The Ministry of Digital Development of Russia is going to introduce the concept of bug bounty into the legislation in order to legalize payments to white hat hackers. Vedomosti writes about this, citing a source in the market for the development of cybersecurity tools.
"White" or ethical hackers are specialists who, on a contractual basis, help companies test information systems and eliminate vulnerabilities. The term bug bounty refers to bounty programs for such hackers. Now they are not defined in any way in Russian legislation. There is only a “regulation on competitions”, which describes the conditions for remuneration.

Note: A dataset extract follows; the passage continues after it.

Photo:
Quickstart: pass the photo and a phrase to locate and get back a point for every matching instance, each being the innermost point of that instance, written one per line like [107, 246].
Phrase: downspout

While the concept of bug bounty is not defined in any way in Russian legislation, it can be interpreted as "illegal access to computer information" (Article 272 of the Criminal Code of the Russian Federation). A similar story was told to Vedomosti by security business consultant Alexei Lukatsky:
“It is enough to recall the story of the administrator of one of the telecom operators in Obninsk, who decided to help clients and scanned their network for vulnerabilities, for which he was taken by the FSB and is now being tried under Art. 274.1 for unlawful influence on the KII of the Russian Federation. <…> On the one hand, the researchers act within the framework of the agreement and they have no malicious intent, but on the other hand, the agreement does not describe everything and their actions can cause damage, which can lead to consequences.”